Concepts#
What Is An Agent In This Library?#
An agent is an executable participant that converts context into outputs under explicit runtime contracts. The key design goal is controlled behavior, not only text generation.
Direct Calls vs Multi-Step Agents#
DirectLLMCall is a one-shot entry point with minimal orchestration overhead.
MultiStepAgent provides iterative control loops for planning, tool use, and
stateful refinement.
Tools and Tool Routing#
Tools are exposed through Toolbox with three source types:
callable tools,
script tools, and
MCP-backed tools.
Tool routing can be explicit (named calls) or agent-mediated via tool schemas. In either case, the runtime records structured tool results for downstream inspection.
Workflows vs Patterns#
Workflows are low-level execution graphs built from model/tool/delegate/loop/ memory steps. Patterns are higher-order reusable configurations built on top of workflow primitives.

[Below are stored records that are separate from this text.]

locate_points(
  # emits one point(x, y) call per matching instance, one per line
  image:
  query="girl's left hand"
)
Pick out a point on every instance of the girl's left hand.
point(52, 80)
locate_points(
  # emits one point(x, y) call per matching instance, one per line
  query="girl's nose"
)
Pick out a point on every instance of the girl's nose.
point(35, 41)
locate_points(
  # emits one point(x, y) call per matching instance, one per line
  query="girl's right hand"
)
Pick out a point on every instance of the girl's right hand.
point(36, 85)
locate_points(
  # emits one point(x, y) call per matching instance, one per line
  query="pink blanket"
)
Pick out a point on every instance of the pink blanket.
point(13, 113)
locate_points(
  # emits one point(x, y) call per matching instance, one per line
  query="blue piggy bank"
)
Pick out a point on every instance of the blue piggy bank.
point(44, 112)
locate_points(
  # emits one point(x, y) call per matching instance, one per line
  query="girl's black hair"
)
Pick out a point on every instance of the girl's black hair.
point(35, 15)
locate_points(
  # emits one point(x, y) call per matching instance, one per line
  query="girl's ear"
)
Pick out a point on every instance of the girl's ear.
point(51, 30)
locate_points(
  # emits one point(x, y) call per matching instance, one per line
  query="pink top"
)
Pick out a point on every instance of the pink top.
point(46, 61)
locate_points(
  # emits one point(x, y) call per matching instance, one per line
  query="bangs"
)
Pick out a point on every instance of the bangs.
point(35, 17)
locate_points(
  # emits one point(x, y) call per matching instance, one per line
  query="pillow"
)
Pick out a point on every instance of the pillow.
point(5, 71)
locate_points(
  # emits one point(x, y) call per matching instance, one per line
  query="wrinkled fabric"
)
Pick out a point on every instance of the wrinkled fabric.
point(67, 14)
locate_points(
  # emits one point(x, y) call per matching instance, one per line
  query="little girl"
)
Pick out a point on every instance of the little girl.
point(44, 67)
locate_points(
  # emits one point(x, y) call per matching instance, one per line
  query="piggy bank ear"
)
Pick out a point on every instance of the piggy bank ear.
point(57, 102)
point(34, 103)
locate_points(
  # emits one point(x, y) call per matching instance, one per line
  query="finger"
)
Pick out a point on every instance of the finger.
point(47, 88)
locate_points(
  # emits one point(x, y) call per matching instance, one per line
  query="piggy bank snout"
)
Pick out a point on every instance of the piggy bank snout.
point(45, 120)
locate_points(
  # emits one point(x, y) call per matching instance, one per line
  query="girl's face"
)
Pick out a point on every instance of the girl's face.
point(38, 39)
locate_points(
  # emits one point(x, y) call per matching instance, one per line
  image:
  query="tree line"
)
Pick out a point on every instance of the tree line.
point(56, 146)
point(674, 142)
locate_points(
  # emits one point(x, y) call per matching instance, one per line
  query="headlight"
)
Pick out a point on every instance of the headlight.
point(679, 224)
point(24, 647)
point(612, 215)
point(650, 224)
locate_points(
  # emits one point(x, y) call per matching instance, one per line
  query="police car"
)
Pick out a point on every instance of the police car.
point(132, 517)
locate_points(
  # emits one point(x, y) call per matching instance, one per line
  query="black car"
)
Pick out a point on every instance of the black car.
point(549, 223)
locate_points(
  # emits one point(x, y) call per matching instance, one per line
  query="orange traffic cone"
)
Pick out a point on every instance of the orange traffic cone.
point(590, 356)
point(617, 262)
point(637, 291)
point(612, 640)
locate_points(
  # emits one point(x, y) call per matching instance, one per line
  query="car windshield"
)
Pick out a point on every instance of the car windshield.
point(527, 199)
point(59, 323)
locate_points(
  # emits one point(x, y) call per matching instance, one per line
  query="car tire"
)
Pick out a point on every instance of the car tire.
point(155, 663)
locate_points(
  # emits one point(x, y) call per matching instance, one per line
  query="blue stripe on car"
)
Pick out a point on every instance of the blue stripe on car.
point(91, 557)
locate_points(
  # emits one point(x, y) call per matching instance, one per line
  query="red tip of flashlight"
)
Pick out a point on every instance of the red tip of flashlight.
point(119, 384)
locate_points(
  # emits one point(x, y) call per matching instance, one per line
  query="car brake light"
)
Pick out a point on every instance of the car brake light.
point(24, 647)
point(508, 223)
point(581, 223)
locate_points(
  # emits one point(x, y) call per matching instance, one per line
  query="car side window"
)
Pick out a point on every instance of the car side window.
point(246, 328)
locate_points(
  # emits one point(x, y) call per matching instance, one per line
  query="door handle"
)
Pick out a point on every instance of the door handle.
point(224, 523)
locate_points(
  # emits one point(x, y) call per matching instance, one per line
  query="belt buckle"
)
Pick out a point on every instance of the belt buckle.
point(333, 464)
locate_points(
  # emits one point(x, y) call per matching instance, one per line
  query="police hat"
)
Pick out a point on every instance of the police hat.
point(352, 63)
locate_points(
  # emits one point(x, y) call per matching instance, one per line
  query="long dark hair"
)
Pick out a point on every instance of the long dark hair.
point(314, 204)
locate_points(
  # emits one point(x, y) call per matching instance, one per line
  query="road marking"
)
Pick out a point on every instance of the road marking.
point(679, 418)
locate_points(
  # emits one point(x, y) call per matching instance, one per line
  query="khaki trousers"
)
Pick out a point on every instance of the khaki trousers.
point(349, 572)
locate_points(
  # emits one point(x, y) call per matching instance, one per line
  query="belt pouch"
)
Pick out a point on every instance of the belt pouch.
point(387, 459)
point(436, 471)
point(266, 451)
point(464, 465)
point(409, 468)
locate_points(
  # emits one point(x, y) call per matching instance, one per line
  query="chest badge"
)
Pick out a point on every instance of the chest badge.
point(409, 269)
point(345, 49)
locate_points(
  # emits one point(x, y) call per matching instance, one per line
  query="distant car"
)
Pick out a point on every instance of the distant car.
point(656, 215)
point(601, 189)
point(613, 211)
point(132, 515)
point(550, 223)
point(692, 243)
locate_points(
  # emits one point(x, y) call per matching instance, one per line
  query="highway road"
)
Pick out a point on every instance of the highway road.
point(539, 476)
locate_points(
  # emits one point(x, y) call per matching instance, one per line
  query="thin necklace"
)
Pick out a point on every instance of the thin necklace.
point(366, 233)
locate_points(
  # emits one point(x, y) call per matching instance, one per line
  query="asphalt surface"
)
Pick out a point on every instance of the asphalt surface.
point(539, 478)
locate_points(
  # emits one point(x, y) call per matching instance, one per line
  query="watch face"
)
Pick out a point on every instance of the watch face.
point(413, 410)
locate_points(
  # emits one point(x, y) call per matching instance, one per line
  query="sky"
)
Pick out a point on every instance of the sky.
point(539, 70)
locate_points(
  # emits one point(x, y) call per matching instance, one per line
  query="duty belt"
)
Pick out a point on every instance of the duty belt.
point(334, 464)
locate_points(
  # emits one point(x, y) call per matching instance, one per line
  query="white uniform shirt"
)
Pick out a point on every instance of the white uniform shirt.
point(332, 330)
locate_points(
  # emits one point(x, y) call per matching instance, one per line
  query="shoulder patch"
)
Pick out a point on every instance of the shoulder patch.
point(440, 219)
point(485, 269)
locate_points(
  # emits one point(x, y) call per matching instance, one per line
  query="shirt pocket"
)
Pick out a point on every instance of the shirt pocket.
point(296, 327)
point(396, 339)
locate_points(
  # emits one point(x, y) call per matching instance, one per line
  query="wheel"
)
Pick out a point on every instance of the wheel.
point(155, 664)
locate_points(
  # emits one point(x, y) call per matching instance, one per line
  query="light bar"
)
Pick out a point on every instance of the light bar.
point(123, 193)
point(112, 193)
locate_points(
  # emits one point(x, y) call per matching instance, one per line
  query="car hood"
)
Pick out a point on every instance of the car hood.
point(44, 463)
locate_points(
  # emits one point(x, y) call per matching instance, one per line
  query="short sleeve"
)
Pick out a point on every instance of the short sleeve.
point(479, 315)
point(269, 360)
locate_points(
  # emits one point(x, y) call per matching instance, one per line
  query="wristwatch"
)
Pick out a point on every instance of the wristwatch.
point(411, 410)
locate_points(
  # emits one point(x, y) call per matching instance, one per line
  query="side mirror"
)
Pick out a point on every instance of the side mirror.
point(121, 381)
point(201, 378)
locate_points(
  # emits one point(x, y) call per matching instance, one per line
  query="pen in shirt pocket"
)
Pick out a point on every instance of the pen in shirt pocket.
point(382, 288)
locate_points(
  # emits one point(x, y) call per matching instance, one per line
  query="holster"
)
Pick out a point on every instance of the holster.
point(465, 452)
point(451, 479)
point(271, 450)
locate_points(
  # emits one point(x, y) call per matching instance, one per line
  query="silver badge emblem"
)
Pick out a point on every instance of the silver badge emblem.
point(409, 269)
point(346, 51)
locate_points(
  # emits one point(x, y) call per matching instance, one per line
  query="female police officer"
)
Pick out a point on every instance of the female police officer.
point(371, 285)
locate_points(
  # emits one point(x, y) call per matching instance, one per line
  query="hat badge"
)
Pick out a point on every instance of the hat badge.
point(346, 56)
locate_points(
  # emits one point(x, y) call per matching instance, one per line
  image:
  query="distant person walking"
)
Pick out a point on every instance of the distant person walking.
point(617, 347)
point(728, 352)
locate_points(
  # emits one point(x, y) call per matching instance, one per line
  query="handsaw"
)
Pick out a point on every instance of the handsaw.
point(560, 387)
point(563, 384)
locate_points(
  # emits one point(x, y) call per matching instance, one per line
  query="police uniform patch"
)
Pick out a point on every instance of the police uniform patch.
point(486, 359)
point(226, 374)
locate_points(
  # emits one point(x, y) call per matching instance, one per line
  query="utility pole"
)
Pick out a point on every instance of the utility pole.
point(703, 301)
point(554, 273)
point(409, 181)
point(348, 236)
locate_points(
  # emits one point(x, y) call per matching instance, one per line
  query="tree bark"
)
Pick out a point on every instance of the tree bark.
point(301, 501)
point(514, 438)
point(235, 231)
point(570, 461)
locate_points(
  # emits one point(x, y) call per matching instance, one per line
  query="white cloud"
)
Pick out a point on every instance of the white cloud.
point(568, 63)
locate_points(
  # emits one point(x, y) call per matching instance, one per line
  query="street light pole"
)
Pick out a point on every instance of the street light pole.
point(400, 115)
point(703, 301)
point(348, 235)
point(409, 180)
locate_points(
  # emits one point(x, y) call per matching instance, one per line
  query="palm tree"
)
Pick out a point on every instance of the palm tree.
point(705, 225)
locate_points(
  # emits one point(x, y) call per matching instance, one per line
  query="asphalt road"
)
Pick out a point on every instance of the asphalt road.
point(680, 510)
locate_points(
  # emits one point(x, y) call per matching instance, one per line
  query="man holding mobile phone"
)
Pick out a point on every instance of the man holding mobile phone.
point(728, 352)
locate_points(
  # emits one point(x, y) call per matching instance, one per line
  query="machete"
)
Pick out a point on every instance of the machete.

Use workflows when you need custom control. Use patterns when your study aligns with standard coordination forms such as plan/execute, debate, routing, or RAG.
Traces and Observability#
Every run can emit structured execution metadata and traces. These records enable behavioral comparison across prompts, tools, model backends, and control strategies.
Clients and Execution Environments#
The package supports hosted APIs and local backends. Client selection is an experimental choice: latency, privacy, hardware dependence, and reproducibility constraints all affect study design.
Research Emphasis#
The library separates execution machinery from research abstractions so behavior can be compared, audited, and reused across studies. The target output is not only a response, but evidence about how the response was produced.